When individuals lose the ability to produce their own speech, due to degenerative diseases such as motor neuron disease (MND) or Parkinson's, they lose not only a functional means of communication but also a display of their individual and group identity. In order to build personalized synthetic voices, attempts have been made to capture the voice before it is lost, using a process known as voice banking.
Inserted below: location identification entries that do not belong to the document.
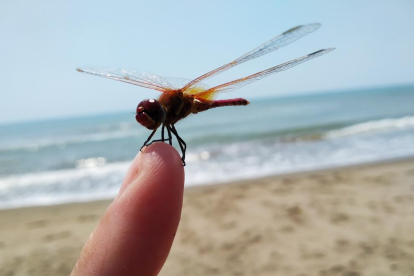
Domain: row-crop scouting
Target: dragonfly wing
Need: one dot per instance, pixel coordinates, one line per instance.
(139, 78)
(277, 42)
(239, 83)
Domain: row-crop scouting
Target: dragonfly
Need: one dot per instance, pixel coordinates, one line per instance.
(175, 104)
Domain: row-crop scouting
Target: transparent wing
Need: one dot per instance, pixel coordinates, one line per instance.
(236, 84)
(140, 78)
(277, 42)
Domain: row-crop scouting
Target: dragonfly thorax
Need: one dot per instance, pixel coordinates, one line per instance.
(150, 114)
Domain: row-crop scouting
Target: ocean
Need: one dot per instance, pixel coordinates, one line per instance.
(85, 158)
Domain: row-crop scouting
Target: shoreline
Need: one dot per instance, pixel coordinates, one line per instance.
(240, 181)
(354, 220)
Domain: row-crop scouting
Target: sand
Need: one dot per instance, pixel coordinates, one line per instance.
(348, 221)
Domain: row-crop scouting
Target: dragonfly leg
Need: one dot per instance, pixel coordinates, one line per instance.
(169, 136)
(149, 138)
(181, 143)
(162, 137)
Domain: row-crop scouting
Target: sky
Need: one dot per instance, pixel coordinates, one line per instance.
(43, 42)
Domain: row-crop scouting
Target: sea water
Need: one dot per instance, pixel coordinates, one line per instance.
(86, 158)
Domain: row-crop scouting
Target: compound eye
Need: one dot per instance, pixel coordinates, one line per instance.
(150, 113)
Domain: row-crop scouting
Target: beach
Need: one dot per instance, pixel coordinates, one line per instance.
(356, 220)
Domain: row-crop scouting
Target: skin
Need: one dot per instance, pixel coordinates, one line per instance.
(137, 230)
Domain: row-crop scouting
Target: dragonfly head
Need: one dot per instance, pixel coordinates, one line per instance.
(150, 113)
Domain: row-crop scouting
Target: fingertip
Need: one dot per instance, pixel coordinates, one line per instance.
(156, 159)
(163, 158)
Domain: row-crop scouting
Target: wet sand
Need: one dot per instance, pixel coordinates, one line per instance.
(348, 221)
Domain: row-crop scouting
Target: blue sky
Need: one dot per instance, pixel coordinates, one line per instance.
(42, 42)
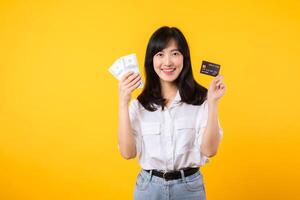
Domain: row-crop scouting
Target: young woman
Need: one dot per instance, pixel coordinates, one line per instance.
(173, 125)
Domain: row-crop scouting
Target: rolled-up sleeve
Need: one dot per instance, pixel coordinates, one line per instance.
(203, 118)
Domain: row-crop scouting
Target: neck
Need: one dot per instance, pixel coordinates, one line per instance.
(168, 90)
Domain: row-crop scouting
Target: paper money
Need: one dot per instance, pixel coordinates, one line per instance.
(123, 65)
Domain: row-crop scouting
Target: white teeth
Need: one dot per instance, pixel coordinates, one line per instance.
(168, 70)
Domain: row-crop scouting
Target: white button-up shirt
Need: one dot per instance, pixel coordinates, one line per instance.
(169, 139)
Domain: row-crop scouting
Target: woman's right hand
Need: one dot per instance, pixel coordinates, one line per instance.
(127, 84)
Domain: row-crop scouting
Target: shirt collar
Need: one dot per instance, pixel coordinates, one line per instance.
(176, 100)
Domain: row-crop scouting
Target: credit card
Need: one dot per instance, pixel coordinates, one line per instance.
(210, 68)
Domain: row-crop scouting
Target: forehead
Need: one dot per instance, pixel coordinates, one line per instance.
(172, 44)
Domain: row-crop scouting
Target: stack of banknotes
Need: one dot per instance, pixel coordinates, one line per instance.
(123, 65)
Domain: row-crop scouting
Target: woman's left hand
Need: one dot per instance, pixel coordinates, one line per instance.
(216, 89)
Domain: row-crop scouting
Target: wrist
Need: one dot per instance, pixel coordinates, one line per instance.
(212, 103)
(123, 104)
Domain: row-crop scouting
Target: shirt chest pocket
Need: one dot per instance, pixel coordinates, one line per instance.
(151, 134)
(185, 135)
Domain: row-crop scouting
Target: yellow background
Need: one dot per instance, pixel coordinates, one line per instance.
(58, 102)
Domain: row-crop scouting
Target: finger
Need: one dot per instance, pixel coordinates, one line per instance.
(126, 75)
(130, 78)
(134, 81)
(219, 83)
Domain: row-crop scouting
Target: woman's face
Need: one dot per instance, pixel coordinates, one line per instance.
(168, 63)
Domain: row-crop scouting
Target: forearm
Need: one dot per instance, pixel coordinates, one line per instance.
(125, 137)
(211, 137)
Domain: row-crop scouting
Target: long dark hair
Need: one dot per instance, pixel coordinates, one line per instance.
(190, 91)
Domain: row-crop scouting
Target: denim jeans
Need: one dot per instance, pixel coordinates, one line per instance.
(149, 187)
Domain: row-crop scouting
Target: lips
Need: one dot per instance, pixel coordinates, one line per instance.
(168, 71)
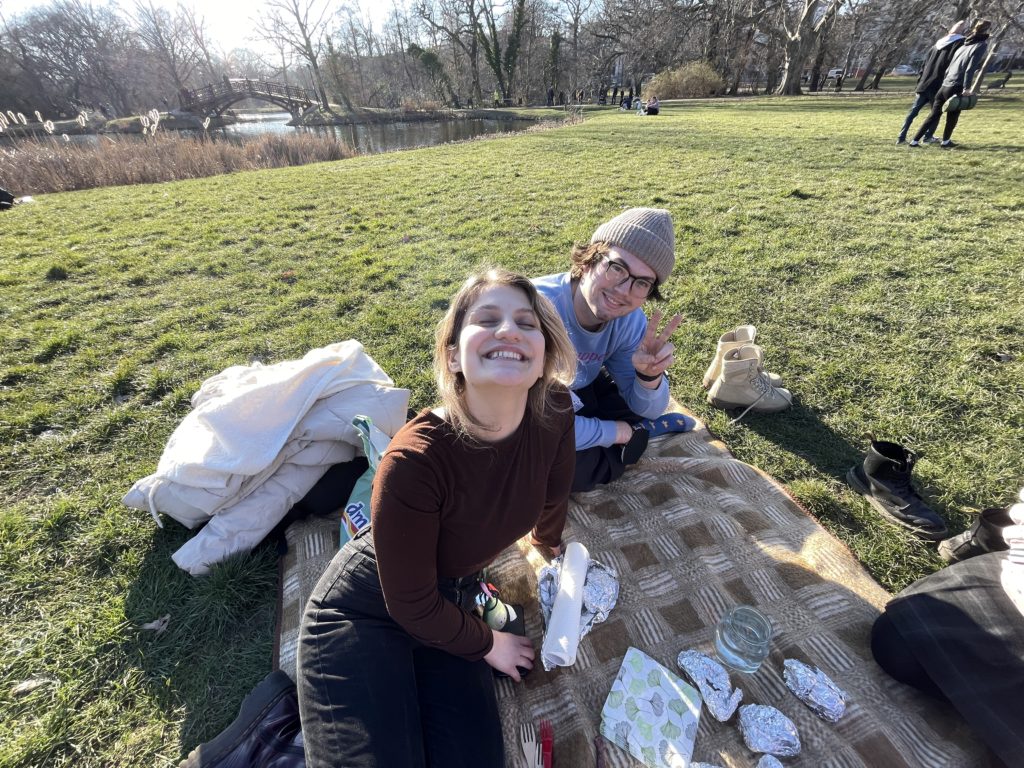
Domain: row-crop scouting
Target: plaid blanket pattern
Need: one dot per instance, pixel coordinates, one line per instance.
(691, 531)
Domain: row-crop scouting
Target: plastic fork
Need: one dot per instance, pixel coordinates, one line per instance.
(530, 750)
(547, 743)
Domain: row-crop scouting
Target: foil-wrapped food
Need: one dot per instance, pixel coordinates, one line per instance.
(767, 729)
(714, 683)
(815, 689)
(600, 591)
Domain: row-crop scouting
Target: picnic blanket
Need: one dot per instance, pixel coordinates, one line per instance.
(692, 531)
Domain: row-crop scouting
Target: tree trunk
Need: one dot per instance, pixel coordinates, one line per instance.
(744, 55)
(800, 43)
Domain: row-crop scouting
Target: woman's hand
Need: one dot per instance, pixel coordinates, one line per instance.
(510, 651)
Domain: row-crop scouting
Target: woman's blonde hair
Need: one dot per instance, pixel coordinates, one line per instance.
(559, 354)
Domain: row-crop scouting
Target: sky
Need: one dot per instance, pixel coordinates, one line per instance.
(228, 22)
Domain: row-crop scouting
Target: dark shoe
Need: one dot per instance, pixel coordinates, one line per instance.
(265, 734)
(884, 479)
(633, 450)
(984, 536)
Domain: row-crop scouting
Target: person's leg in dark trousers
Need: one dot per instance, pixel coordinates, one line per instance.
(599, 465)
(919, 103)
(932, 122)
(450, 737)
(952, 118)
(892, 654)
(365, 683)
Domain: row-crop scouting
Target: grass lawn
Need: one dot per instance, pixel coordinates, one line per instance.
(885, 282)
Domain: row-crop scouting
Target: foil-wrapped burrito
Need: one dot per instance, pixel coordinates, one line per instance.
(714, 683)
(767, 729)
(815, 689)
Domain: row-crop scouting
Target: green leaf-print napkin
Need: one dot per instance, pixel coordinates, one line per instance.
(651, 713)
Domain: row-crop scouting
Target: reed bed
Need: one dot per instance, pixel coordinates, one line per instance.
(50, 164)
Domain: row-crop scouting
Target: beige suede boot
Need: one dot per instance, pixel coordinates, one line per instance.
(735, 338)
(741, 383)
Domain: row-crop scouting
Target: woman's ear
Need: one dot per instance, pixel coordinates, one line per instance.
(455, 366)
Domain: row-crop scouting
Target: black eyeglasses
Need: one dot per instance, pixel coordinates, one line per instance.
(617, 273)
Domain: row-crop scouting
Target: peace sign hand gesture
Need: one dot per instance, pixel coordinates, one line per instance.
(654, 354)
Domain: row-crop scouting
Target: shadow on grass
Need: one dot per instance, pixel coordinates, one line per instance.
(218, 641)
(804, 434)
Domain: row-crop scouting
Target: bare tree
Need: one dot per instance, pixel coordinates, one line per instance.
(502, 59)
(457, 20)
(811, 17)
(302, 25)
(196, 26)
(167, 37)
(576, 11)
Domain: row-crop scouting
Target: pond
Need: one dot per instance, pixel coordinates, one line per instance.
(367, 138)
(376, 137)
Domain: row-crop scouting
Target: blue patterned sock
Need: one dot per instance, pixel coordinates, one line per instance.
(668, 423)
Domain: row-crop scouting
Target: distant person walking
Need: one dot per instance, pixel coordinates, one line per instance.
(931, 75)
(960, 75)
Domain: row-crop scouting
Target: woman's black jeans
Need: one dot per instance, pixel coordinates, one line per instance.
(370, 694)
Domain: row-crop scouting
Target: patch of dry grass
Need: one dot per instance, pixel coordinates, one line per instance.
(34, 166)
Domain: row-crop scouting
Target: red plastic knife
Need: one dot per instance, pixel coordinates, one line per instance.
(547, 742)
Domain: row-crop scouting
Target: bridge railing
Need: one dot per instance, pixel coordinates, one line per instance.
(243, 86)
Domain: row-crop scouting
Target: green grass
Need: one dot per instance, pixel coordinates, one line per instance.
(884, 283)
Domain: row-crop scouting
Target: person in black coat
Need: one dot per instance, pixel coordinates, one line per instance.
(931, 74)
(957, 81)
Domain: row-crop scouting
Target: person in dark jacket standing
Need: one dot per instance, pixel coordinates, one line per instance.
(932, 74)
(957, 81)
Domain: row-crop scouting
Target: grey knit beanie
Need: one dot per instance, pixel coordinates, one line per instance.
(645, 232)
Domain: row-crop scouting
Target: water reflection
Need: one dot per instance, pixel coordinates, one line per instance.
(365, 138)
(372, 138)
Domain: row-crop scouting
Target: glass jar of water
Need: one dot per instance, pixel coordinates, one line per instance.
(742, 638)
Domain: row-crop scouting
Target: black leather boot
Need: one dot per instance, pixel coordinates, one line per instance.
(884, 478)
(985, 535)
(265, 734)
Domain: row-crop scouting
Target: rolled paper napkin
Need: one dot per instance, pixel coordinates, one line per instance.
(1014, 536)
(562, 637)
(1012, 574)
(668, 423)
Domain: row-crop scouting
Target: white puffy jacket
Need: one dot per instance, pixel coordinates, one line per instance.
(258, 438)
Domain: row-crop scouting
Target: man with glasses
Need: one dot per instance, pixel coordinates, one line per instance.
(621, 358)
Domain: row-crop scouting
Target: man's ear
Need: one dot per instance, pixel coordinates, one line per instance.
(454, 365)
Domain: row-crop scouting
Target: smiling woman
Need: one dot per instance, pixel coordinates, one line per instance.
(395, 611)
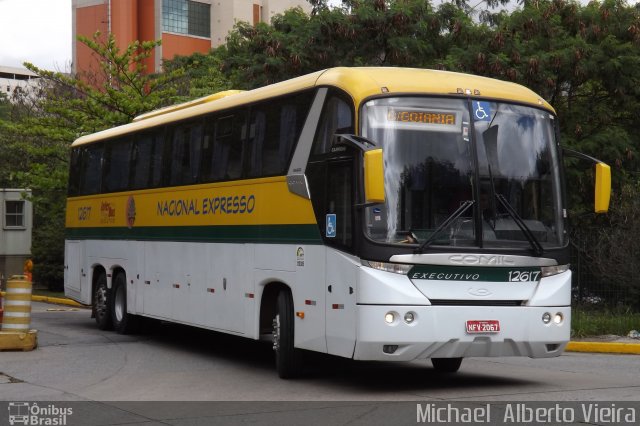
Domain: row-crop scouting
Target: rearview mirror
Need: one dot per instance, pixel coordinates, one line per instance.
(602, 188)
(374, 176)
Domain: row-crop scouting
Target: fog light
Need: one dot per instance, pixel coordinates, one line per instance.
(389, 349)
(389, 317)
(409, 317)
(558, 318)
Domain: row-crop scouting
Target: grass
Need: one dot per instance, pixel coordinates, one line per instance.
(597, 322)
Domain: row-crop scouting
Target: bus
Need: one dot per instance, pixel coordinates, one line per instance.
(382, 214)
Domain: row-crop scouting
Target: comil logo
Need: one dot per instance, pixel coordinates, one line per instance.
(31, 414)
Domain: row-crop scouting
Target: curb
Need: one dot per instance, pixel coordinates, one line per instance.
(604, 347)
(55, 300)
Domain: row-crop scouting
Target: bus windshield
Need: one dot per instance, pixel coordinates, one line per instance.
(443, 153)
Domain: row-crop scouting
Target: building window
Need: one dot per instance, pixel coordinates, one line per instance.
(186, 17)
(14, 214)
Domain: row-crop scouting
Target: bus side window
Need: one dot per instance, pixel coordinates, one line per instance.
(274, 129)
(92, 169)
(187, 141)
(116, 165)
(221, 147)
(207, 167)
(228, 151)
(75, 168)
(337, 117)
(141, 158)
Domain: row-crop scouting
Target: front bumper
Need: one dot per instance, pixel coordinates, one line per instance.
(440, 332)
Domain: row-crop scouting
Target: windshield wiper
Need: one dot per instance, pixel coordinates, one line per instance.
(463, 208)
(537, 248)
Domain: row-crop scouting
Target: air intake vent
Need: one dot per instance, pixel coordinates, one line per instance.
(443, 302)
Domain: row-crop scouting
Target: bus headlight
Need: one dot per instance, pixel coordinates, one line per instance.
(558, 318)
(409, 317)
(389, 318)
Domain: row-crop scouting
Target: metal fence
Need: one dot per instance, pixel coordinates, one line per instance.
(601, 306)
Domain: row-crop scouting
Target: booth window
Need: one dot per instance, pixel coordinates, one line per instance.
(14, 214)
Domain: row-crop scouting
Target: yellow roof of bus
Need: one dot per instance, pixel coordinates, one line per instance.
(360, 83)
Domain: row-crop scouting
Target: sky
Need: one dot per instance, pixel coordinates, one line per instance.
(36, 31)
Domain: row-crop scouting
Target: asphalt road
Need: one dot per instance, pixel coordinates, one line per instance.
(77, 362)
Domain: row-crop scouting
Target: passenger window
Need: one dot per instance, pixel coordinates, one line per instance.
(273, 131)
(186, 145)
(230, 132)
(116, 165)
(158, 155)
(75, 168)
(92, 169)
(141, 161)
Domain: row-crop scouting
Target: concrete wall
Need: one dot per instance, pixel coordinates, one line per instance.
(142, 20)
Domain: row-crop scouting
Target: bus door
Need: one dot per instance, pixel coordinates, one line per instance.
(341, 267)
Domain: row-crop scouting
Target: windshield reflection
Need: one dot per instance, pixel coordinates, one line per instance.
(430, 172)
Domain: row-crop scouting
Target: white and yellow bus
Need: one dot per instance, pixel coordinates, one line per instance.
(370, 213)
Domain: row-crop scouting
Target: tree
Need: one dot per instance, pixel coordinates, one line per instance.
(43, 125)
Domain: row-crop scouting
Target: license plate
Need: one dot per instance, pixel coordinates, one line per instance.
(483, 326)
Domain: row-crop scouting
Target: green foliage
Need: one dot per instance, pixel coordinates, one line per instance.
(36, 134)
(587, 322)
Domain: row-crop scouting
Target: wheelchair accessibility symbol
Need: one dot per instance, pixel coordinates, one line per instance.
(482, 111)
(331, 226)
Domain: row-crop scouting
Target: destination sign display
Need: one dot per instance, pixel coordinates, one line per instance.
(421, 117)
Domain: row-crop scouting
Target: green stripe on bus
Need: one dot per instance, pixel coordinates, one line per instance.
(475, 273)
(307, 234)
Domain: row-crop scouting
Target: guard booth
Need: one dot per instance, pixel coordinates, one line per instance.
(16, 223)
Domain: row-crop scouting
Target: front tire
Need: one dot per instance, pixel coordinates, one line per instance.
(287, 356)
(123, 322)
(102, 303)
(446, 365)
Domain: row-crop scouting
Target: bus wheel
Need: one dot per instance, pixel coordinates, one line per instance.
(123, 322)
(101, 303)
(287, 357)
(446, 365)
But, for some patients, the speech deterioration frequently coincides or quickly follows diagnosis. Using HMM-based speech synthesis, it is now possible to build personalized synthetic voices with minimal data recordings and even disordered speech. In this approach, the patient's recordings are used to adapt an average voice model pre-trained on many speakers. The structure of the voice model allows some reconstruction of the voice by substituting some components from the average voice in order to compensate for the disorders found in the patient's speech. In this paper, we compare different substitution strategies and introduce a context-dependent model substitution to improve the intelligibility of the synthetic speech while retaining the vocal identity of the patient. A subjective evaluation of the reconstructed voice for a patient with MND shows promising results for this strategy.
Index Terms: HTS, Voice Cloning, Voice Reconstruction, Assistive Technologies
Bibliographic reference. Veaux, Christophe / Yamagishi, Junichi / King, Simon (2012): "Using HMM-based speech synthesis to reconstruct the voice of individuals with degenerative speech disorders", In INTERSPEECH-2012, 967-970.